There is a circuit-breaker Labour could use for this election, but will not.
If they acknowledged that welfare had warped from its founders’ dreams to become the destroyer of personal pride, of our national work ethic, of family strength, and even of race relations, and promised to provide only sustenance in kind (not cash) to able-bodied working age people without dependants, the effect would be like Dr Brash’s Orewa speech.
I wondered for a moment whether that was Dr Cullen’s cunning plan when I heard that he’d talked recently about benefits in kind (food stamps?) but I’ve seen no more signs of his kite. The woeful government response to Dr van Herck confirms that in Labour, thinking on welfare policy has remained taboo since the ‘deserving’ became anathema under the 1972 government.
Such a dramatic u-turn by Labour would free hundreds of thousands of timid New Zealanders to say what they’d been thinking, as confirmed by courageous Dr Tom van Herck. It would re-capture for Labour many votes from the industrious immigrant communities who hate seeing their childrens’ values undermined by money with no strings. It would end the current situation where National does not need to announce policy, for it would only distract voters from Labour’s moral squalor. It would drag over that squalor the tattered blanket of the decency that drove the stern men who conceived the welfare state as help for the deserving poor, not the lazy and the anti-social.
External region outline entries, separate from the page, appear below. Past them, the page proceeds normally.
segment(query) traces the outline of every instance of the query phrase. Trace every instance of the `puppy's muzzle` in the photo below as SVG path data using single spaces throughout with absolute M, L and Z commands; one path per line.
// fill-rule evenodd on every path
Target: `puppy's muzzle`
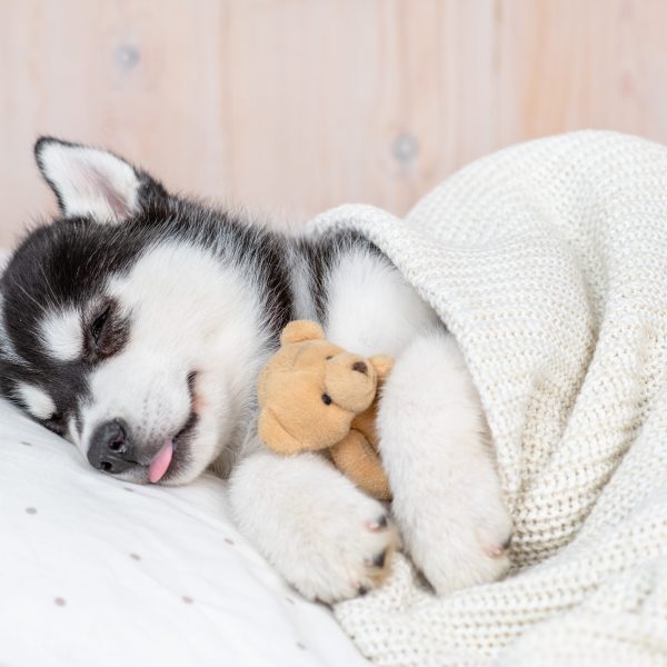
M 100 424 L 90 438 L 88 461 L 97 470 L 118 475 L 137 465 L 130 429 L 122 419 Z

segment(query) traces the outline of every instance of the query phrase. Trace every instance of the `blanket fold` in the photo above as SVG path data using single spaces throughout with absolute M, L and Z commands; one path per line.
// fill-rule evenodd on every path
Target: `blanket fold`
M 335 609 L 379 665 L 667 664 L 667 148 L 613 132 L 474 162 L 405 218 L 346 206 L 457 337 L 516 535 L 436 598 L 400 555 Z

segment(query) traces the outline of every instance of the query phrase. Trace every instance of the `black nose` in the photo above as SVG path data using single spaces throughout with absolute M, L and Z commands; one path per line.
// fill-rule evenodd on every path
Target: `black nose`
M 130 430 L 121 419 L 103 421 L 90 438 L 88 461 L 93 468 L 117 475 L 132 467 Z
M 362 372 L 364 375 L 366 375 L 368 372 L 368 366 L 366 366 L 366 364 L 364 364 L 364 361 L 355 361 L 352 364 L 352 370 L 356 370 L 358 372 Z

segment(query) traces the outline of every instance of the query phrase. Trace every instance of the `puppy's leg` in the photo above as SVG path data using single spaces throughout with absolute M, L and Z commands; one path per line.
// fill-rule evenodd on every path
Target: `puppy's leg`
M 505 575 L 511 521 L 479 398 L 451 336 L 419 336 L 399 356 L 378 427 L 396 521 L 436 590 Z
M 388 574 L 397 536 L 381 504 L 313 454 L 258 448 L 230 478 L 239 528 L 305 597 L 354 597 Z

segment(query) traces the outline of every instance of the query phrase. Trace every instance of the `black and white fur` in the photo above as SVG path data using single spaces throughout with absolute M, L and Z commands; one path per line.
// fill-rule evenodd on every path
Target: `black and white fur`
M 161 484 L 228 476 L 239 528 L 309 598 L 372 587 L 395 526 L 439 594 L 506 573 L 511 525 L 462 356 L 376 247 L 249 225 L 106 151 L 43 138 L 36 156 L 61 215 L 1 279 L 4 396 L 84 459 L 100 425 L 122 422 L 121 479 L 147 482 L 165 441 Z M 397 357 L 379 412 L 392 520 L 325 458 L 257 439 L 257 374 L 296 318 Z

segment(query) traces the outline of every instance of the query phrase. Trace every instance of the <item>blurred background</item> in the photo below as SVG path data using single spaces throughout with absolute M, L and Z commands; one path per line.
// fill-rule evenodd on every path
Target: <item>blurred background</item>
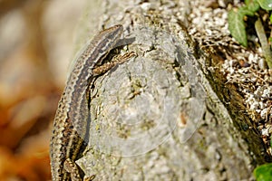
M 84 2 L 0 0 L 0 180 L 51 180 L 51 127 Z

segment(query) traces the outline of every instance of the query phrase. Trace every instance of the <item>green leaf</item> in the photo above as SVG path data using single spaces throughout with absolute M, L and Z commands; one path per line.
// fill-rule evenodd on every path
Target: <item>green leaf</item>
M 272 0 L 257 0 L 257 1 L 258 2 L 258 4 L 263 9 L 267 11 L 272 10 Z
M 254 176 L 257 181 L 272 180 L 272 163 L 256 167 L 254 169 Z
M 248 9 L 253 13 L 259 9 L 259 5 L 257 0 L 245 0 Z
M 231 35 L 243 46 L 248 46 L 244 14 L 231 10 L 228 14 L 228 30 Z

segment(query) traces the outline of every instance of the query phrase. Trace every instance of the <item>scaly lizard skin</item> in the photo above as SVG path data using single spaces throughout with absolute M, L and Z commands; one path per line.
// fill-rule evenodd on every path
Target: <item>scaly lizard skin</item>
M 52 180 L 83 180 L 74 161 L 82 156 L 88 138 L 90 105 L 88 86 L 93 69 L 120 40 L 122 25 L 101 32 L 79 54 L 58 104 L 50 142 Z M 87 140 L 87 139 L 85 139 Z M 93 176 L 91 176 L 92 179 Z

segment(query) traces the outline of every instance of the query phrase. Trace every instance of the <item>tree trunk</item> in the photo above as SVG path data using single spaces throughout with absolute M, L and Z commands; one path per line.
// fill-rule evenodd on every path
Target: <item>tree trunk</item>
M 188 1 L 95 2 L 79 37 L 123 24 L 123 49 L 137 57 L 93 82 L 90 148 L 77 164 L 96 180 L 253 179 L 262 140 L 218 62 L 186 33 Z

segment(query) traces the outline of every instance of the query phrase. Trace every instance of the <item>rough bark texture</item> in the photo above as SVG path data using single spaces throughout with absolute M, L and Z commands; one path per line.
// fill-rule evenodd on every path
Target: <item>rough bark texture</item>
M 242 98 L 186 33 L 186 2 L 90 3 L 82 24 L 123 24 L 138 54 L 92 87 L 90 149 L 77 163 L 95 179 L 250 180 L 265 162 Z

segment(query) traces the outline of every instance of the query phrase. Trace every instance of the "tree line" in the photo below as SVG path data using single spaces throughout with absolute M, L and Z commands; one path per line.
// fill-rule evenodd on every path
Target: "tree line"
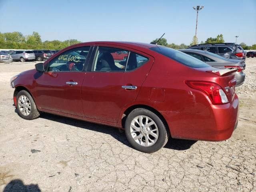
M 157 38 L 152 41 L 156 42 L 158 39 Z M 218 35 L 216 37 L 209 37 L 204 42 L 201 41 L 200 43 L 217 43 L 224 42 L 223 36 L 222 34 Z M 69 45 L 81 43 L 76 39 L 70 39 L 64 41 L 58 40 L 52 41 L 45 41 L 42 42 L 41 36 L 37 32 L 33 32 L 31 35 L 24 36 L 20 32 L 14 32 L 2 33 L 0 32 L 0 48 L 6 49 L 62 49 Z M 176 45 L 174 43 L 168 44 L 167 40 L 162 38 L 158 43 L 158 44 L 163 45 L 175 49 L 186 49 L 190 46 L 198 44 L 198 39 L 194 36 L 190 45 L 186 45 L 182 43 Z M 252 46 L 247 45 L 245 43 L 240 44 L 244 49 L 256 50 L 256 44 Z
M 81 43 L 76 39 L 42 42 L 37 32 L 24 36 L 20 32 L 0 32 L 0 48 L 5 49 L 62 49 L 69 45 Z
M 156 42 L 158 40 L 158 39 L 157 38 L 152 41 L 152 42 Z M 218 35 L 216 37 L 209 37 L 206 39 L 206 40 L 205 42 L 202 41 L 200 44 L 203 43 L 224 43 L 225 42 L 224 38 L 223 38 L 223 35 L 222 34 Z M 167 40 L 164 38 L 162 38 L 160 39 L 157 44 L 160 45 L 162 45 L 166 47 L 168 47 L 170 48 L 172 48 L 175 49 L 186 49 L 190 46 L 199 43 L 198 39 L 195 36 L 193 37 L 192 39 L 192 41 L 189 45 L 185 45 L 184 43 L 180 44 L 180 45 L 176 45 L 174 43 L 168 44 L 167 42 Z M 246 44 L 244 42 L 242 42 L 240 44 L 243 48 L 245 50 L 256 50 L 256 44 L 254 44 L 252 46 L 249 46 L 246 45 Z

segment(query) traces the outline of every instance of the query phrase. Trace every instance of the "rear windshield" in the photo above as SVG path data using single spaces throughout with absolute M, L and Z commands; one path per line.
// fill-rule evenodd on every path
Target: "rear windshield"
M 206 51 L 206 52 L 207 52 L 206 53 L 207 54 L 208 54 L 210 55 L 212 55 L 212 56 L 214 56 L 214 57 L 217 57 L 219 59 L 226 60 L 226 61 L 228 61 L 228 59 L 226 59 L 224 57 L 222 57 L 221 56 L 220 56 L 219 55 L 217 55 L 217 54 L 215 54 L 215 53 L 212 53 L 211 52 L 209 52 L 208 51 L 207 51 L 207 52 L 206 51 Z
M 243 52 L 244 52 L 244 49 L 243 49 L 243 48 L 241 46 L 238 46 L 238 48 L 239 48 L 239 49 L 242 51 Z
M 150 48 L 151 50 L 190 67 L 200 68 L 210 66 L 210 65 L 192 56 L 168 47 L 157 46 Z

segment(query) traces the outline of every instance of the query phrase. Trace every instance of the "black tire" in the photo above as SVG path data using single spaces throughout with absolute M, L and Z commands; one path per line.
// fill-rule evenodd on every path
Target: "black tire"
M 30 110 L 30 113 L 28 115 L 26 116 L 23 114 L 21 112 L 21 110 L 20 109 L 19 98 L 22 96 L 25 96 L 26 97 L 26 98 L 28 99 L 28 100 L 30 102 L 31 110 Z M 32 120 L 38 118 L 40 115 L 40 114 L 37 110 L 34 99 L 33 99 L 30 94 L 27 91 L 25 90 L 22 90 L 18 93 L 16 96 L 16 100 L 17 101 L 17 110 L 18 111 L 18 113 L 21 117 L 27 120 Z
M 24 59 L 24 58 L 23 58 L 22 57 L 21 57 L 20 58 L 20 60 L 21 62 L 25 62 L 26 61 L 25 59 Z
M 142 146 L 137 143 L 132 136 L 130 131 L 132 122 L 136 117 L 140 115 L 149 117 L 154 122 L 158 128 L 158 138 L 152 145 L 148 146 Z M 132 111 L 128 115 L 125 121 L 125 134 L 130 144 L 137 150 L 147 153 L 151 153 L 158 151 L 165 145 L 168 141 L 170 135 L 169 132 L 166 128 L 164 123 L 159 117 L 151 111 L 144 108 L 138 108 Z M 141 132 L 140 133 L 141 134 Z M 138 134 L 140 134 L 139 133 Z

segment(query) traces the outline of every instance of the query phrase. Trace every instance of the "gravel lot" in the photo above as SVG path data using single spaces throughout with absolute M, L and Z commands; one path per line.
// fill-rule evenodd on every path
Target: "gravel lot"
M 0 191 L 256 191 L 256 58 L 246 58 L 230 139 L 171 139 L 152 154 L 110 127 L 49 114 L 19 117 L 10 78 L 34 62 L 0 63 Z

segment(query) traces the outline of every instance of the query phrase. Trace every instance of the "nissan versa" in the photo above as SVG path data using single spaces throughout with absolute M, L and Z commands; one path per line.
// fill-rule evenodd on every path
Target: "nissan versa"
M 127 56 L 115 60 L 120 52 Z M 124 129 L 131 145 L 146 153 L 169 136 L 225 140 L 237 125 L 237 69 L 211 67 L 166 47 L 83 43 L 35 67 L 11 80 L 25 119 L 45 112 Z

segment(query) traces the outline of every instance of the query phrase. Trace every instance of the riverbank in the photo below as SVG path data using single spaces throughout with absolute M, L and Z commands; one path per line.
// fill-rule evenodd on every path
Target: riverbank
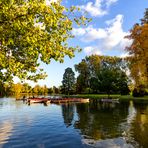
M 70 95 L 67 97 L 77 97 L 77 98 L 90 98 L 90 99 L 102 99 L 102 98 L 107 98 L 107 94 L 78 94 L 78 95 Z M 119 94 L 112 94 L 110 95 L 111 98 L 118 98 L 119 101 L 148 101 L 148 96 L 144 97 L 133 97 L 131 95 L 119 95 Z

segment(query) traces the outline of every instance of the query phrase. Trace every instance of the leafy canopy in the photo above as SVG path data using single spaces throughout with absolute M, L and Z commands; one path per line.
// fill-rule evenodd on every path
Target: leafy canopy
M 65 55 L 72 58 L 79 49 L 67 44 L 73 38 L 73 24 L 90 21 L 77 12 L 61 1 L 47 5 L 46 0 L 1 0 L 0 80 L 42 79 L 46 74 L 39 61 L 49 64 L 51 59 L 63 62 Z
M 135 24 L 127 38 L 133 42 L 127 50 L 130 53 L 130 70 L 136 87 L 143 85 L 148 88 L 148 8 L 141 24 Z
M 66 68 L 63 74 L 62 87 L 65 94 L 72 93 L 75 85 L 75 73 L 71 68 Z

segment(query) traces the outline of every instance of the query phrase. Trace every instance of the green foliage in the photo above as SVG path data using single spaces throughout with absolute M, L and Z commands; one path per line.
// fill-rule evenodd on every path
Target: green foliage
M 61 1 L 46 4 L 46 0 L 0 1 L 0 81 L 14 76 L 37 81 L 47 75 L 39 69 L 39 61 L 51 59 L 63 62 L 64 56 L 74 56 L 77 47 L 67 40 L 74 23 L 85 25 L 89 19 L 74 16 L 78 9 L 65 8 Z
M 66 68 L 63 74 L 62 87 L 65 94 L 74 92 L 75 87 L 75 74 L 71 68 Z
M 79 72 L 76 87 L 78 93 L 128 94 L 126 62 L 118 57 L 92 55 L 75 65 Z
M 133 40 L 131 46 L 127 47 L 130 54 L 127 60 L 135 88 L 140 85 L 148 88 L 148 9 L 141 19 L 141 24 L 135 24 L 127 38 Z

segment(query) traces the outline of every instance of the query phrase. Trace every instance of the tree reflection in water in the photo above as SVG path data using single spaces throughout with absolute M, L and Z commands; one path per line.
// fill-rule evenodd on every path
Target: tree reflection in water
M 64 123 L 66 127 L 69 127 L 72 125 L 72 121 L 74 118 L 74 104 L 62 104 L 61 108 Z
M 139 143 L 139 147 L 148 147 L 148 105 L 135 104 L 137 114 L 132 123 L 132 135 Z
M 128 105 L 91 103 L 78 104 L 79 121 L 75 128 L 95 140 L 122 136 L 120 124 L 127 118 Z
I assume it would outflank National (though our policy is yet to be announced).
So National’s Judith Collins (who should justly be proud of her role in leading to the current Vietnam apologies) is not likely to be left to shout “told you so” as welfare policy is made a centre point of this election.
Originally, welfare was a safety net to ensure people didn’t starve or have live on the streets. Now, the left unashamedly say its function is to reduce the gap between rich and poor. So providing the safety net is not enough: if the less well off are too far behind the best off, welfare should bridge the gap. This is a quite different thing.